Monday, 22 December 2014
ROCK SCULLY - Living with The Dead
I never met Rock Scully. One Saturday afternoon early in September 1974 I turned up at a large house on the King's Road to interview the Grateful Dead's Phil Lesh - one of the more memorable chats I had in my short career as editor of Zigzag. The house apparently belonged to a character named Tom Salter - "a middle-aged Cockney suffering from cocaine dementia' - according to Scully in his supremely entertaining but, I would hope and guess, unreliable memoir Living With The Dead. Various people drifted in and out of the room as Lesh and I discussed the details of dissonant counterpoint but regrettably I don't remember Rock Scully being one of them. And now, at the age of 73, Scully has passed away, nearly twenty years after Jerry Garcia whose own demise in a drug-addled mess some hold Scully partly responsible for. And reading Living With The Dead it would be easy to draw that conclusion.
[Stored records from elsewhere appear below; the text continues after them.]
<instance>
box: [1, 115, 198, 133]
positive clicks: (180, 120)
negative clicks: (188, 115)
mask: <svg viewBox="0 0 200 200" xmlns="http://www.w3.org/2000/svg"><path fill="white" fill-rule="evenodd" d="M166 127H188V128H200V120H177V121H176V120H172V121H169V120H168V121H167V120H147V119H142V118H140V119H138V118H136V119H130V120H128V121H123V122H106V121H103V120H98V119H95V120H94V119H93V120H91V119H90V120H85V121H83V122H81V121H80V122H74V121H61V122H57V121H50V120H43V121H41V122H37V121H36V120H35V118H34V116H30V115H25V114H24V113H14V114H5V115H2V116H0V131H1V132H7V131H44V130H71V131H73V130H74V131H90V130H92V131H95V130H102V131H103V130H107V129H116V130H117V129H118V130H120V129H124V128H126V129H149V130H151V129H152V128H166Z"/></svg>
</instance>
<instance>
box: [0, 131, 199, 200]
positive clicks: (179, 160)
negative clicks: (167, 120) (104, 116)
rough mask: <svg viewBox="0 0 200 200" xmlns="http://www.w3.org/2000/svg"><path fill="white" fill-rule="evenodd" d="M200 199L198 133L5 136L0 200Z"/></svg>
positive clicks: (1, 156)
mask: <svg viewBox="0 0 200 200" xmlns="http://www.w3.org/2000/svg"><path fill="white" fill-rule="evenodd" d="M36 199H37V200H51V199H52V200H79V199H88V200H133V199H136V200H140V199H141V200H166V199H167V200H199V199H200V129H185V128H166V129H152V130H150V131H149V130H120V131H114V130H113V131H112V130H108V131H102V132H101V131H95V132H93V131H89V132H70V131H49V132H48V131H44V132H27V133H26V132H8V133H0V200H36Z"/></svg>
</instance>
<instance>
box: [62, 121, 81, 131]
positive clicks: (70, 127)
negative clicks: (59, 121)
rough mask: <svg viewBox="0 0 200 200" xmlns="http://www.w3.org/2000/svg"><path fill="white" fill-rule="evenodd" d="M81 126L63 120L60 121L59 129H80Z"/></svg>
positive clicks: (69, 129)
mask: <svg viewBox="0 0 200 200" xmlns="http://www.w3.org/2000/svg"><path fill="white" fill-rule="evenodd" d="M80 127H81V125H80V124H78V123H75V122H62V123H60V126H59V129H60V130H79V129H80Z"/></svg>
A trustworthy history of the Grateful Dead it is not, but as an account of the gigantic and startling amount of drug use that went on, primarily involving Garcia, and the logistical mayhem it caused, it is in turns eye-watering, miserable, and very amusing. It contains the most evocative description of the Acid Tests that I've read anywhere and is particularly revealing about the band's relationship with LSD supremo Owsley Stanley. In the obituary in the New York Times Douglas Martin states that in recent years Scully, drug and alcohol-free, had settled in Carmel to look after his mother, paint houses and involve himself in civic issues. That he lived as long as he did is probably some sort of miracle given the horrendous volume of mind-boggling chemicals that passed through his body but I for one will sing along to Uncle John's Band today in his memory.